X-ray is primarily used to detect defects in ultra-fine pitch and ultra-high density circuit boards, as well as defects such as bridging, missing chips, and misalignment that occur during the assembly process. It can also use tomography to detect internal defects in IC chips. It is the only method for testing ball grid arrays and solder ball bond quality. Its main advantage is that it can inspect BGA solder quality and embedded components without the expense of fixtures.
6. Laser Inspection
This is the latest development in PCB testing technology. It scans the printed circuit board with a laser beam, collects all measurement data, and compares the actual values with preset acceptance limits. This technology has been proven on bare boards and is being considered for testing assembled boards. Its speed is sufficient for mass production lines. Its main advantages are fast output, the absence of fixtures, and unobstructed visual access. Its main disadvantages are high initial cost and maintenance and usage issues.
7. Burn-in Testing
Burn-in testing is the process of conducting intensive testing under conditions that simulate the various factors encountered in real-world use, causing product aging. The purpose is to test the stability and reliability of the product under specific conditions.

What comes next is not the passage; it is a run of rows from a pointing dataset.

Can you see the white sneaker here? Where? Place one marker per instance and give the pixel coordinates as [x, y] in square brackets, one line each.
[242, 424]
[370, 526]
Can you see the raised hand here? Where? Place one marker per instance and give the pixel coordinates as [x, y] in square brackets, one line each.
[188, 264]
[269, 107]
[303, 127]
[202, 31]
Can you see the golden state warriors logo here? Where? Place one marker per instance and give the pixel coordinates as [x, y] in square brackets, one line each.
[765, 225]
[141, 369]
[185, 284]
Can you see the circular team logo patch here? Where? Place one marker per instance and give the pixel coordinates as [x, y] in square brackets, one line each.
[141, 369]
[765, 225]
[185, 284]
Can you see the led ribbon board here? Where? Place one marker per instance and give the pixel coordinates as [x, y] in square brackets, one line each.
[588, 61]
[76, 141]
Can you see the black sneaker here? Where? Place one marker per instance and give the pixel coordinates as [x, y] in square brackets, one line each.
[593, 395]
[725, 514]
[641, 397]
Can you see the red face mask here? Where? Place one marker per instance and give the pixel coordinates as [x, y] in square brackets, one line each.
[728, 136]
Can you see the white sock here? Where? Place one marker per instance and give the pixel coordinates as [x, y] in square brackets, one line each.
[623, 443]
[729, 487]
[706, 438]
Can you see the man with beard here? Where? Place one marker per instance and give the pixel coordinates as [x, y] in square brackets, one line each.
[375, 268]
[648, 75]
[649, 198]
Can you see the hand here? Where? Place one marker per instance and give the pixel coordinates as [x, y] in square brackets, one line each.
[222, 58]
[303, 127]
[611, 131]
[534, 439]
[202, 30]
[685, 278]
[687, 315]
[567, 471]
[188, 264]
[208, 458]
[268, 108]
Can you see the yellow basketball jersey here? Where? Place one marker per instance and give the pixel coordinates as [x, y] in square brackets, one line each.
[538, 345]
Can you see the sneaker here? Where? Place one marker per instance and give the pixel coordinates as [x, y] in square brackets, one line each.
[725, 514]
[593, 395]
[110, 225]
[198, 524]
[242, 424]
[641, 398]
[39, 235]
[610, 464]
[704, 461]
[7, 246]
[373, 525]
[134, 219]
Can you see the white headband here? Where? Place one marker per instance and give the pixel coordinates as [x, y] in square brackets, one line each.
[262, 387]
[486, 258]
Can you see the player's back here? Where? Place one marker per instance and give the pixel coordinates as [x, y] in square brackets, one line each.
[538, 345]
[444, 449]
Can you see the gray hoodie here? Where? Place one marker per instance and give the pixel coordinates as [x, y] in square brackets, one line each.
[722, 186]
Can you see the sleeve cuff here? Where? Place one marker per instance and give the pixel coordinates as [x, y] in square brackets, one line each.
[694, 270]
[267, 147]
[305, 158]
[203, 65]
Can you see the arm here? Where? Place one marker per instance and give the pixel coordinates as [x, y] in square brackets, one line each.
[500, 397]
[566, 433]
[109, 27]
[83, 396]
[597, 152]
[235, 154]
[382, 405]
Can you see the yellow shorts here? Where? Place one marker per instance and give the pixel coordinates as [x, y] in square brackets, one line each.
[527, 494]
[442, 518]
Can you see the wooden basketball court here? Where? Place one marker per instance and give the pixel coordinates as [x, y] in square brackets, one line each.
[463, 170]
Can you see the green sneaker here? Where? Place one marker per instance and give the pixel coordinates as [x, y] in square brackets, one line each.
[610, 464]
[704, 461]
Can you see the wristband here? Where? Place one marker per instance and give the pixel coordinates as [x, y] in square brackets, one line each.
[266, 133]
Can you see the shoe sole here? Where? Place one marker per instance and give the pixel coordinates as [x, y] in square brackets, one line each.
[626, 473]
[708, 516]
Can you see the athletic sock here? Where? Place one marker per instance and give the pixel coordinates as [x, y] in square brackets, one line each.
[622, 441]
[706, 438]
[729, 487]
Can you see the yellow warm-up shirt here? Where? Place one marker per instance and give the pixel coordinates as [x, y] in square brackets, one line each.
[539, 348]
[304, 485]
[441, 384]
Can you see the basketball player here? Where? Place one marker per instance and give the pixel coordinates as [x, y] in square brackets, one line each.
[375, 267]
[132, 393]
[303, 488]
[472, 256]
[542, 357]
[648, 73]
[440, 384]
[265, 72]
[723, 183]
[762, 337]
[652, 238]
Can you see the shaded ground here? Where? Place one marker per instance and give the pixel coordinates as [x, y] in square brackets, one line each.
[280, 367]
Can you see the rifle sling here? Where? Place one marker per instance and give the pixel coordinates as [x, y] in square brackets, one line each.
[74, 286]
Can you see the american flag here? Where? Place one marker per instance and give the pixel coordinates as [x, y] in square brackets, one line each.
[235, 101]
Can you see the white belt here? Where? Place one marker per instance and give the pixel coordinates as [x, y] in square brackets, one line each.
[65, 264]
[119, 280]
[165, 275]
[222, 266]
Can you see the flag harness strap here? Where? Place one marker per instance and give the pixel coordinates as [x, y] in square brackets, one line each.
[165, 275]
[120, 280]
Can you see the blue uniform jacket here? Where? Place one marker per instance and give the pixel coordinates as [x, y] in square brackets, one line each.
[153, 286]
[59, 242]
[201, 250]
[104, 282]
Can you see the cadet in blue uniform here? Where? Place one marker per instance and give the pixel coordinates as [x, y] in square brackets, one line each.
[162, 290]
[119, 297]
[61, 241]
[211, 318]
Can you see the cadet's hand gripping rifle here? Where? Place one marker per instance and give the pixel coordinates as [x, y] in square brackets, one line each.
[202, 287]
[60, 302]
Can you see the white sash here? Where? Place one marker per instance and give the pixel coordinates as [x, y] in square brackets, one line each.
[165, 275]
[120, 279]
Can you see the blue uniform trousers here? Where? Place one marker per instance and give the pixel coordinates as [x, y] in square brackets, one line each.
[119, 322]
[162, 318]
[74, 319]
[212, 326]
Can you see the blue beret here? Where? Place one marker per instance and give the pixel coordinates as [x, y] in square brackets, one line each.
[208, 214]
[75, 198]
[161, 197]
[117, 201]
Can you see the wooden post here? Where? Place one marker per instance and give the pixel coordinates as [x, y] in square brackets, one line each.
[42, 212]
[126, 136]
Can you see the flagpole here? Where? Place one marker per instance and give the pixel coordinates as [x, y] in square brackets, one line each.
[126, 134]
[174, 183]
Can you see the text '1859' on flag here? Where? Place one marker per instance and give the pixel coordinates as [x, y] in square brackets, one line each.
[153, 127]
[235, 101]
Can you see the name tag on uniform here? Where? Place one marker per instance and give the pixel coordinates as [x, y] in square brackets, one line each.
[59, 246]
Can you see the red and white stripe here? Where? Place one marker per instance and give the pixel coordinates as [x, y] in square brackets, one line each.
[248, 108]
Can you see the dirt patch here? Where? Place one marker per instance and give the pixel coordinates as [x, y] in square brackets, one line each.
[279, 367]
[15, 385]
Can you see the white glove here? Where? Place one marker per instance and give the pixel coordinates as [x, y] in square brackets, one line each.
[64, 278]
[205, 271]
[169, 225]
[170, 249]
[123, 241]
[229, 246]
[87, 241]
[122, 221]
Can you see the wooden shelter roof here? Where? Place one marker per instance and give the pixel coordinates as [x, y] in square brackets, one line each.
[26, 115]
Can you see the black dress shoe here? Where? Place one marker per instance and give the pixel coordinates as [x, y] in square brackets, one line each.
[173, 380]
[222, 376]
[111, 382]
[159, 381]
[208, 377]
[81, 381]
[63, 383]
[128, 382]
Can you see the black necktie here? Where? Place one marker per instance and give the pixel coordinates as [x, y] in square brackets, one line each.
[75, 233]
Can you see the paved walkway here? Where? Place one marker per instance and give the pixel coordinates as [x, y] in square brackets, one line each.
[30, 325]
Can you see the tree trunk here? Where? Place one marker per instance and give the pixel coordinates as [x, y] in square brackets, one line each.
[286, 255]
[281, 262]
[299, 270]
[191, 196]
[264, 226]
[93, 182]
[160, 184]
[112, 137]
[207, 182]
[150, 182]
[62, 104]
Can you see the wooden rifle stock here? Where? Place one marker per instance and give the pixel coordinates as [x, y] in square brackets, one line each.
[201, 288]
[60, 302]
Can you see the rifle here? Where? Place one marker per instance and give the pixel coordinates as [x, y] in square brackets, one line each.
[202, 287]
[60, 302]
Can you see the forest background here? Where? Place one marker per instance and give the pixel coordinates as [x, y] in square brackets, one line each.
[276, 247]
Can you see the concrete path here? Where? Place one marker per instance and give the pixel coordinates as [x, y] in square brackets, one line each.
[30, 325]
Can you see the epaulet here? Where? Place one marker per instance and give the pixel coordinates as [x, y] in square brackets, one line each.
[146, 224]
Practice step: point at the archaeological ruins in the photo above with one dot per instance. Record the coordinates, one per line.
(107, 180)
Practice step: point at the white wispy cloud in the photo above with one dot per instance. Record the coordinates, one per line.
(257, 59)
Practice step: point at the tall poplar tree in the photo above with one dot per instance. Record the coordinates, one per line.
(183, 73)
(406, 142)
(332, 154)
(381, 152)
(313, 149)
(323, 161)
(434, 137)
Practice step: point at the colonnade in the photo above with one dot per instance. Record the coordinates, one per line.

Based on design requirements, the product is placed under specific temperature and humidity conditions for 72 hours to 7 days of simulated operation. Performance data is recorded and used to reverse engineer improvements during the production process to ensure that performance meets market demand. Burn-in testing typically refers to electrical performance testing. Similar tests include drop testing, vibration testing, and salt spray testing.
In addition to the seven tests mentioned above, other testing methods may be used to further ensure PCB quality based on product requirements. As follows:
8. Solderability Testing
Ensures a strong surface and increases the chances of forming reliable solder joints
9. PCB Contamination Testing
Detects large amounts of ions that can contaminate the board, causing corrosion and other problems
10. Microsection Analysis
Investigates defects, opens, shorts, and other faults
11. Time Domain Reflectometry (TDR)
Discovers faults in high-frequency boards
12. Peel Testing
Determines the strength required to peel the laminate from the board
13. Solder Float Testing
Determines the level of thermal stress a PCB hole can withstand
PCBA testing is an essential process that, if done correctly, can prevent quality issues that can damage your brand when your product reaches market.